Last year, Daniel Keat’s flaming red hair made an appearance on the field in every soccer game that Dartmouth played.

The New Zealander had to work hard to recover from a season-ending knee injury his sophomore year but managed a successful comeback one season later.

Not only was the Kiwi on the field for all but 40 minutes of last season, but he also led the Big Green in scoring with eight goals and six assists.

Needless to say, Keat will present a formidable challenge to No. 17 Penn on Saturday, when the Quakers head to Hanover, N.H., to take on Dartmouth (6-3-1. 1-1-0 Ivy) at 4 p.m.

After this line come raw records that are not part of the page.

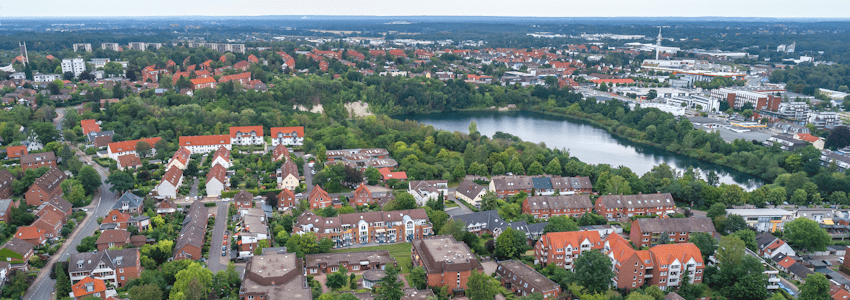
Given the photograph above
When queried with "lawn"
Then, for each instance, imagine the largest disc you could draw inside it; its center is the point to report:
(399, 251)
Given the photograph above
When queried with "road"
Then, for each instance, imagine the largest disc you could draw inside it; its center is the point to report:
(104, 199)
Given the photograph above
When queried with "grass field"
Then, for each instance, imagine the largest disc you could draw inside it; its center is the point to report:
(399, 251)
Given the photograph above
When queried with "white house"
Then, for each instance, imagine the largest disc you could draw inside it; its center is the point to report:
(287, 135)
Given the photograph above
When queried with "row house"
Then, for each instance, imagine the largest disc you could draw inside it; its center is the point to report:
(246, 135)
(114, 266)
(523, 280)
(647, 232)
(561, 248)
(204, 143)
(351, 261)
(293, 136)
(171, 181)
(45, 187)
(38, 160)
(447, 262)
(367, 227)
(114, 150)
(618, 206)
(544, 207)
(275, 276)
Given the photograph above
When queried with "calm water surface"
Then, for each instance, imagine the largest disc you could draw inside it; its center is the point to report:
(585, 142)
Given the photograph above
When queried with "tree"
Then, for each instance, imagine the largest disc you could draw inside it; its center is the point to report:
(90, 179)
(390, 288)
(816, 287)
(120, 181)
(806, 234)
(143, 149)
(418, 278)
(145, 292)
(481, 287)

One of the Big Green’s co-captains, Keat also represented New Zealand in the 2007 U-20 World Cup, qualified for the 2008 Olympic team — though he was benched due to injury — and is a three-time All-Ivy selection.

Though Keat is currently third on the Dartmouth stat sheet in points, he is one part of a dynamic Dartmouth trio that will put Penn’s strong defense — which has only allowed six goals in 11 games — to the test.

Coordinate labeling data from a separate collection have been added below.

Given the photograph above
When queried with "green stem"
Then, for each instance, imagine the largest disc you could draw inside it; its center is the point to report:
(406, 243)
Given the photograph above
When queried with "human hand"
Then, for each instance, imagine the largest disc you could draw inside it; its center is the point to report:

Senior back Zach Barnett will be part of the Penn back line responsible for shutting down the Big Green attack.

Barnett recalls that Keat was particularly tenacious in their last meeting — a 3-1 Dartmouth victory — keeping his moves simple but effective.

“He’s one of those players that you don’t want to play against,” Barnett said, “because he’s just always going to be there and … nudging at you or hitting you or running by you.”

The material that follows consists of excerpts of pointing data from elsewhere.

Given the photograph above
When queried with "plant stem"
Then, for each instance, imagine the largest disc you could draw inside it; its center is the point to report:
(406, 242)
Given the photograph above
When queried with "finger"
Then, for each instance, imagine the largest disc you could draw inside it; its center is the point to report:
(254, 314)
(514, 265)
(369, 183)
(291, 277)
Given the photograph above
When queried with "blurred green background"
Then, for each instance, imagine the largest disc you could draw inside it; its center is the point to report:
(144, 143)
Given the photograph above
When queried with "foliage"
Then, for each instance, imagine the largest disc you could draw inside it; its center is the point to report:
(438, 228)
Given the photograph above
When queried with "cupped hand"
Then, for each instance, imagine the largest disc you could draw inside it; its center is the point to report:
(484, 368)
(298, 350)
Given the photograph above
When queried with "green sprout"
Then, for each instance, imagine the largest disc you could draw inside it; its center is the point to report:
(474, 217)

In addition to keeping an eye on Keats, the Quakers (9-2-0, 2-0-0) will have to watch out for his combinations with junior Lucky Mkosana and senior Andrew Olsen will also keep the Red and Blue on their toes.

“They’ve got two guys in Olsen and Lucky who are very good at their runs, who are creative with their runs and who are good at getting behind the back four,” coach Rudy Fuller said.

While Penn will enter the game aware of Dartmouth’s strengths, the team has a plan.

Fuller points to restarts as a key place to start.

“They’ve got [senior Walker Linares] who we recruited here to Penn, he can probably throw 30 or 40 yards,” he said.

“So we have to be good on our defensive restarts because they’re very good at both corners and long throws.”

As a result, Penn’s defense will have to be on its game and stay alert to ensure that Keat’s ginger locks don’t blaze a path straight to the goal.